For constant step sizes \(\eta_t = \frac1L\), we have

\[\begin{aligned} \|x_{t+1} - x_*\|_2^2 &\textstyle= \|x_t - x_* - \frac1Lg_{\cC}(x_t)\|_2^2 \\ &= \|x_t - x_*\|_2^2 + \frac{1}{L^2}\|g_{\cC}(x_t)\|_2^2 - \frac2L\langle g_{\cC}(x_t),x_t - x_*\rangle. \end{aligned}\]

We recall a similar series of inequalities (with \(\partial f(x_t)\) in lieu of \(g_{\cC}(x_t)\)) in the convergence analysis of gradient descent under the regularity condition. As we shall see, there is a version of the regularity condition for the projected gradient step:

\[\langle g_{\cC}(x),x - x_*\rangle \ge \frac{\mu}{2}\|x - x_*\|_2^2 + \frac{1}{2L}\|g_{\cC}(x)\|_2^2\text{ for any }x\in\cC.\]

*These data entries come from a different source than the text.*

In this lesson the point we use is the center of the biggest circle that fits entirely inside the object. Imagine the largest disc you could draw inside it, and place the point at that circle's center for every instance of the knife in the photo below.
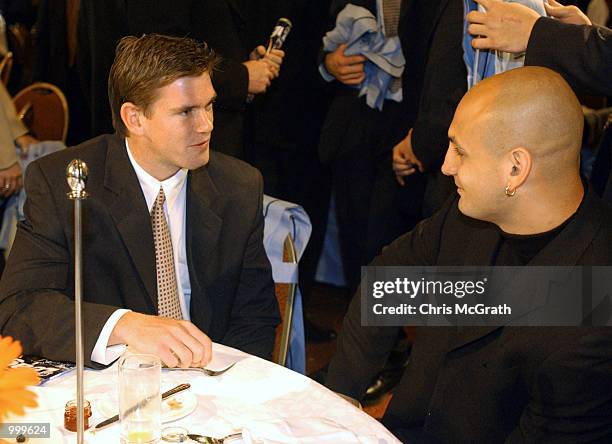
(171, 392)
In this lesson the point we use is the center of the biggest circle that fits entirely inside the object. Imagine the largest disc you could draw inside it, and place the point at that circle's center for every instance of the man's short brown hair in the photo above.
(144, 64)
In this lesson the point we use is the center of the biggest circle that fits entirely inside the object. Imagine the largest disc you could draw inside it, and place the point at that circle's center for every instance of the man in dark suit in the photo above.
(514, 156)
(169, 228)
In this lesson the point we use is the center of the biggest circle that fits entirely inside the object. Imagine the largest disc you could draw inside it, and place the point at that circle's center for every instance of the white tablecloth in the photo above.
(273, 404)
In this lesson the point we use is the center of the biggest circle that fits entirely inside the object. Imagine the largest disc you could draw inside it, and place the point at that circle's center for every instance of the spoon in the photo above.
(208, 440)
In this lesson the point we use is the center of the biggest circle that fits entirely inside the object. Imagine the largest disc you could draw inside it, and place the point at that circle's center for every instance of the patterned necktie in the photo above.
(168, 304)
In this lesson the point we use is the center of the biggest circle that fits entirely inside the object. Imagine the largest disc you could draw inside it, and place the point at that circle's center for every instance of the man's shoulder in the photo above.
(228, 172)
(92, 152)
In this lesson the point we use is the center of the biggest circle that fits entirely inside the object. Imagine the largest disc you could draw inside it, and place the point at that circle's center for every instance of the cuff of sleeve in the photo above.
(325, 74)
(102, 352)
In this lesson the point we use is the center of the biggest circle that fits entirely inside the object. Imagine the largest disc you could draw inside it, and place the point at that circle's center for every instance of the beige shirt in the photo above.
(10, 128)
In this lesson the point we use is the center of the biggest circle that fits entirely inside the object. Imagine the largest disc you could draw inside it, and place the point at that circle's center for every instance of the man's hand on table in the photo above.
(10, 180)
(177, 343)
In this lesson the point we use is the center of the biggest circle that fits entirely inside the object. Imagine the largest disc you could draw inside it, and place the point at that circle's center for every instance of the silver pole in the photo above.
(76, 175)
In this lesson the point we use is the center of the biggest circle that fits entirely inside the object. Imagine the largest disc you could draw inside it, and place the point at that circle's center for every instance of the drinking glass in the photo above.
(140, 399)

With this condition in place, we proceed like in the convergence analysis of gradient descent under the regularity condition:

\[\begin{aligned} \|x_{t+1} - x_*\|_2^2 &= \|x_t - x_*\|_2^2 + \frac{1}{L^2}\|g_{\cC}(x_t)\|_2^2 - \frac2L\langle g_{\cC}(x_t),x_t - x_*\rangle \\ &\le \|x_t - x_*\|_2^2 - \frac{\mu}{L}\|x_t - x_*\|_2^2 \\ &= (1-\frac{\mu}{L})\|x_t - x_*\|_2^2. \end{aligned}\]

We iterate this bound to obtain the stated result.

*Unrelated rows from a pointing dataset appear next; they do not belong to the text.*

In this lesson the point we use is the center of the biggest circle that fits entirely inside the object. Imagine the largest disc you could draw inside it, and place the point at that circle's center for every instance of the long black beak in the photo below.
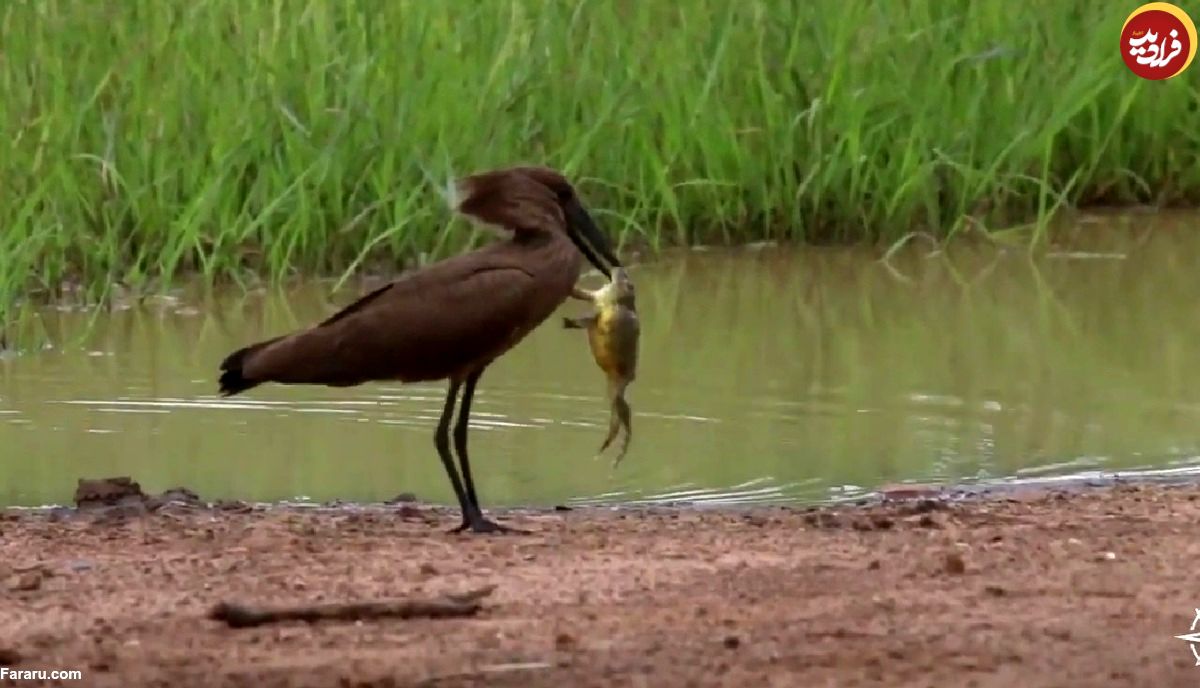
(591, 241)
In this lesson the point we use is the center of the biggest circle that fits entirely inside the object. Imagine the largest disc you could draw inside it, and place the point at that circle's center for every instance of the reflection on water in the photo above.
(766, 375)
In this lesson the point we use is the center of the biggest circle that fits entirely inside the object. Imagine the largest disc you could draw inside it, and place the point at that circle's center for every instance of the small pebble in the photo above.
(954, 563)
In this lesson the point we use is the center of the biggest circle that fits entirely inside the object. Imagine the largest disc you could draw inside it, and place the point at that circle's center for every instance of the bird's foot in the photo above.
(481, 525)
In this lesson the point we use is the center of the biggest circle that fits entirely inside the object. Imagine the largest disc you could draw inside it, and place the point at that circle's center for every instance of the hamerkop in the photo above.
(449, 319)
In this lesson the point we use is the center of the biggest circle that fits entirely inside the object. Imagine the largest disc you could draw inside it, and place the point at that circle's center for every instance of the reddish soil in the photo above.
(1043, 590)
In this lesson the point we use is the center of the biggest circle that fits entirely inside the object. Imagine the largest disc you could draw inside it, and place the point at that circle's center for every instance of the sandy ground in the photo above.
(1036, 590)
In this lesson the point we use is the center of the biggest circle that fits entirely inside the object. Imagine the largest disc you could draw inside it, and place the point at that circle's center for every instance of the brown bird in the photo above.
(449, 319)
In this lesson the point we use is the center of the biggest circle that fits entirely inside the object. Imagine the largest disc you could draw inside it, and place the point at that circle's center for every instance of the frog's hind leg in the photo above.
(625, 417)
(616, 401)
(579, 323)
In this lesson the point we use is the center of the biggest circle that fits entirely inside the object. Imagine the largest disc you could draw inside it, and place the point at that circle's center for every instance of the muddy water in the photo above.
(766, 375)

It remains to show the regularity condition for the projected gradient step. As long as the cost function is \(\mu\)-strongly convex and \(L\)-strongly smooth, we have

\[\begin{aligned} 0 &\le f(x_{t+1}) - f(x_*) \\ &\le f(x_{t+1}) - f(x_t) + f(x_t) - f(x_*) \\ &\le \langle\partial f(x_t),x_{t+1} - x_t\rangle + \frac{L}{2}\|x_{t+1} - x_t\|_2^2 + \langle\partial f(x_t),x_t - x_*\rangle - \frac{\mu}{2}\|x_t - x_*\|_2^2 \\ &= \langle\partial f(x_t),x_{t+1} - x_*\rangle + \frac{1}{2L}\|g_{\cC}(x_t)\|_2^2 - \frac{\mu}{2}\|x_t - x_*\|_2^2, \end{aligned}\]

where we appealed to strong convexity and strong smoothness in the third step. We note that the projection theorem implies

\[\eta_t\langle\partial f(x_t) - g_{\cC}(x_t),x_{t+1} - x_*\rangle = \langle x_{t+1} - (x_t - \eta_t\partial f(x_t)),x_{t+1} - x_*\rangle \le 0,\]

\[\begin{aligned} 0 &\le \langle\partial f(x_t),x_{t+1} - x_*\rangle + \frac{1}{2L}\|g_{\cC}(x_t)\|_2^2 - \frac{\mu}{2}\|x_t - x_*\|_2^2 \\ &\le \langle g_{\cC}(x_t),x_{t+1} - x_*\rangle + \frac{1}{2L}\|g_{\cC}(x_t)\|_2^2 - \frac{\mu}{2}\|x_t - x_*\|_2^2 \\ &= \langle g_{\cC}(x_t),x_t - x_*\rangle - \frac{1}{2L}\|g_{\cC}(x_t)\|_2^2 - \frac{\mu}{2}\|x_t - x_*\|_2^2. \end{aligned}\]

We rearrange to obtain the regularity condition for the projected gradient step.

Convergence of FW on convex and SS problems

We have

\[\begin{aligned} f(x_{t+1}) - f(x_t) &\le \langle\partial f(x_t),x_{t+1} - x_t\rangle + \frac{L}{2}\|x_{t+1} - x_t\|_2^2 \\ &= \eta_t\langle\partial f(x_t),x_{t+\frac12} - x_t\rangle + \frac{L}{2}\eta_t^2\|x_{t+\frac12} - x_t\|_2^2 \\ &\le \eta_t\langle\partial f(x_t),x_* - x_t\rangle + \frac{L}{2}\eta_t^2D^2 \\ &\le \eta_t(f(x_*) - f(x_t)) + \frac{L}{2}\eta_t^2D^2, \end{aligned}\]

where we appealed to the strong smoothness of \(f\) in the first step, plugged in the FW update rule in the second step, recalled \(x_{t+\frac12}\) solves the FW subproblem and \(\cC\) is bounded in the third step, and appealed to the convexty of \(f\) in the fourth step. We rearrange to obtain a recursion on the sequence of suboptimality gaps \(\epsilon_t \triangleq f(x_t) - f(x_*)\):

\[\epsilon_{t+1} \le (1-\eta_t)\epsilon_t + \frac{L}{2}\eta_t^2D^2.\]

We induct on \(t\) to obtain the stated result.

Posted on January 26, 2021 from San Francisco, CA.